4
votes
int main() {
    std::vector<int> foo;
    std::atomic<int> bar{0};
    std::mutex mx;
    auto job = [&] {
        int asdf = bar.load();
        // std::lock_guard lg(mx);
        foo.emplace_back(1);
        bar.store(foo.size());
    };
    std::thread t1(job);
    std::thread t2(job);
    t1.join();
    t2.join();
}

This obviously is not guaranteed to work, but works with a mutex. But how can that be explained in terms of the formal definitions of the standard?

Consider this excerpt from cppreference:

If an atomic store in thread A is tagged memory_order_release and an atomic load in thread B from the same variable is tagged memory_order_acquire [as is the case with default atomics], all memory writes (non-atomic and relaxed atomic) that happened-before the atomic store from the point of view of thread A, become visible side-effects in thread B. That is, once the atomic load is completed, thread B is guaranteed to see everything thread A wrote to memory.

Atomic loads and stores (with the default or with the specific acquire and release memory order specified) have the mentioned acquire-release semantics. (So does a mutex's lock and unlock.)

An interpretation of that wording could be that when Thread 2's load operation syncs with the store operation of Thread1, it is guaranteed to observe all (even non-atomic) writes that happened-before the store, such as the vector-modification, making this well-defined. But pretty much everyone would agree that this can lead to a segmentation fault and would surely do so if the job function ran its three lines in a loop.

What standard wording explains the obvious difference in capability between the two tools, given that this wording seems to imply that atomic would synchronize in a way.

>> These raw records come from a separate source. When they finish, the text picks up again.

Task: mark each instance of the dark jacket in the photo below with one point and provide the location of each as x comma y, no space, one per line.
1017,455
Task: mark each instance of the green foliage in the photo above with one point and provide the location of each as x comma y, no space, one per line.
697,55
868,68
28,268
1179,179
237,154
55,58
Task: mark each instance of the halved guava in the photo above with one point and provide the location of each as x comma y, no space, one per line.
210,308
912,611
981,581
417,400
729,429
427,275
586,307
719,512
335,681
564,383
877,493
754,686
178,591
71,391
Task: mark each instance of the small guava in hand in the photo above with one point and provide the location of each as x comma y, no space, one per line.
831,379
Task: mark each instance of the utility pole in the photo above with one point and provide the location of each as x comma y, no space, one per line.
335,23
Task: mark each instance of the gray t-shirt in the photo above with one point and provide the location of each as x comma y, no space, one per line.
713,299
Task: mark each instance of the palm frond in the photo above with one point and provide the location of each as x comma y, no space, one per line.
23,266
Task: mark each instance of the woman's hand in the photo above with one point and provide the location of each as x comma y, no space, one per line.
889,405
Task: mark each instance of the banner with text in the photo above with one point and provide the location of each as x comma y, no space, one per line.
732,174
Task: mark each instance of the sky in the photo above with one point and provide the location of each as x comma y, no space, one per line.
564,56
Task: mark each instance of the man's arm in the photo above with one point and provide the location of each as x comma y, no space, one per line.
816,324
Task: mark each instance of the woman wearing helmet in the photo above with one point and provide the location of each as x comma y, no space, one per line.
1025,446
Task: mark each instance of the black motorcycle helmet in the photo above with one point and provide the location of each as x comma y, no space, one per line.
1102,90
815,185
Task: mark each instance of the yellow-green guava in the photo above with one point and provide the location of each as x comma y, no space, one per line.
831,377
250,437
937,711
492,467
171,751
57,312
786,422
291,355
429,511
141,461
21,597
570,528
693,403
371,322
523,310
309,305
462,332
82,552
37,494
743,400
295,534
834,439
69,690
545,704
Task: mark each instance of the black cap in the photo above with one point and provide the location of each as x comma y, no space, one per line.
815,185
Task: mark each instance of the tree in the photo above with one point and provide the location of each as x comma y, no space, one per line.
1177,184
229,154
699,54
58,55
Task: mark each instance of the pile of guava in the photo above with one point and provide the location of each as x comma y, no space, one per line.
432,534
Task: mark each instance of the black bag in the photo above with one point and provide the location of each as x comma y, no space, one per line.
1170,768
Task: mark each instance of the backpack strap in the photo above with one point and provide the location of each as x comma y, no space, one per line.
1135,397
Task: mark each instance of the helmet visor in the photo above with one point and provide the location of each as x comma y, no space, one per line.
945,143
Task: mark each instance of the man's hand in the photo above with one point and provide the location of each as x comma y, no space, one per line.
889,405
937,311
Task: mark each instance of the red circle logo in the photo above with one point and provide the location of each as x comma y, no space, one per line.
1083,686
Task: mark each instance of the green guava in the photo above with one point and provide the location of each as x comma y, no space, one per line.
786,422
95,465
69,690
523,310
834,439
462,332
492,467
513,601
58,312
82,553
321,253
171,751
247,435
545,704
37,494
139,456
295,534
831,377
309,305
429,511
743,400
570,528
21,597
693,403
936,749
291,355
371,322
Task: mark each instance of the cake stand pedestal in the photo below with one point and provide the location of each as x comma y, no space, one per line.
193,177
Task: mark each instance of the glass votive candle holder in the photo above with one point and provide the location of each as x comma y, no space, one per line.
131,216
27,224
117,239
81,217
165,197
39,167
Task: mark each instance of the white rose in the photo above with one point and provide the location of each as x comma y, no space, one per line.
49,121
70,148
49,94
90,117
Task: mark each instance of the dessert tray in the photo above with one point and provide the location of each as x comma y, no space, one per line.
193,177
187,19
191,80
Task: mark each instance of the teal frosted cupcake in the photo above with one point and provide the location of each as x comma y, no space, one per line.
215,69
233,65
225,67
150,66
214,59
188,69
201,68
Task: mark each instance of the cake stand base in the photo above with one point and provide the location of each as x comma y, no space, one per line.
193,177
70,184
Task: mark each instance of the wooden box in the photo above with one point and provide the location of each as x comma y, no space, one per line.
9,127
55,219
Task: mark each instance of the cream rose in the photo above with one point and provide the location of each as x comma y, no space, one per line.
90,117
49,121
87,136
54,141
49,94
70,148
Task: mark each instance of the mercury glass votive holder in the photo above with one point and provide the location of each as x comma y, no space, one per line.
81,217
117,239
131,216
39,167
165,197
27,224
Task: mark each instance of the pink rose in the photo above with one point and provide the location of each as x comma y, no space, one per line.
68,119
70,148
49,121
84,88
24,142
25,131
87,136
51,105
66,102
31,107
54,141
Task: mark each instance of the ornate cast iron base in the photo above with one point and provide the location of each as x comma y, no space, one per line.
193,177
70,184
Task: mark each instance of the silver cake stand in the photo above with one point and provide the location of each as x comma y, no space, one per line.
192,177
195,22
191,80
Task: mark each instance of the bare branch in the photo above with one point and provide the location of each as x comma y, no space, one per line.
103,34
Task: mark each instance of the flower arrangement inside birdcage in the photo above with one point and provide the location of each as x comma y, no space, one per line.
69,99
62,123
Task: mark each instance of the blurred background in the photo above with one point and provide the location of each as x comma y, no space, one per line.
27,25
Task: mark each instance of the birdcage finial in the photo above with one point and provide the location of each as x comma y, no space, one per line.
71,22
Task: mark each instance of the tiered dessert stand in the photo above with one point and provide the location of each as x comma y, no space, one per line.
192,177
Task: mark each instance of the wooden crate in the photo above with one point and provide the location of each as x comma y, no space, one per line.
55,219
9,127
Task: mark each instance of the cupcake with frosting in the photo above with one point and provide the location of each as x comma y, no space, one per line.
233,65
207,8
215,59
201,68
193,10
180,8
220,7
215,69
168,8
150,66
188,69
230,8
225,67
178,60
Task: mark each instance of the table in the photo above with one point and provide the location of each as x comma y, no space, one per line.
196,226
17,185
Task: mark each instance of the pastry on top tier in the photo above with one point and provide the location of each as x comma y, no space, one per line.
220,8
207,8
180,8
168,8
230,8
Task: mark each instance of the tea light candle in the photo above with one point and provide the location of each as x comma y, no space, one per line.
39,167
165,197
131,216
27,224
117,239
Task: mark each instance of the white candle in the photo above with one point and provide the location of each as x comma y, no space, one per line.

I know when to use mutexes and atomics, and I know that the example doesn't work because no synchronization actually happens. My question is how the definition is to be interpreted so it doesn't contradict the way it works in reality.

3
How do you expect foo.emplace_back(1); would work in multiple threads without synchronization?Slava
Running it instantly results in a segmentation fault which is in line with the mental model of c++ most programmers, including I, have. I admit I have trouble defining what my mental model actually is, even though I have used both atomics and mutexs for a long time with success. I simply never considered any formal definitions of the memory orders before.JMC
@Slava I don't expect it to work. My problem is that after reading the formal definition of what atomics entail, i.e. acquire-release semantics, it seems to me like it should work according to the letter of the law.JMC
bar itself is free of data races but that doesn't prevent a data race on foo. They are unrelated objects.Blastfurnace
@JMC: You may find this interesting/educational : youtube.com/watch?v=ZQFzMfHIxngengf-010

3 Answers

2
votes

The quoted passage means that when B loads the value that A stored, then by observing that the store happened, it can also be assured that everything that B did before the store has also happened and is visible.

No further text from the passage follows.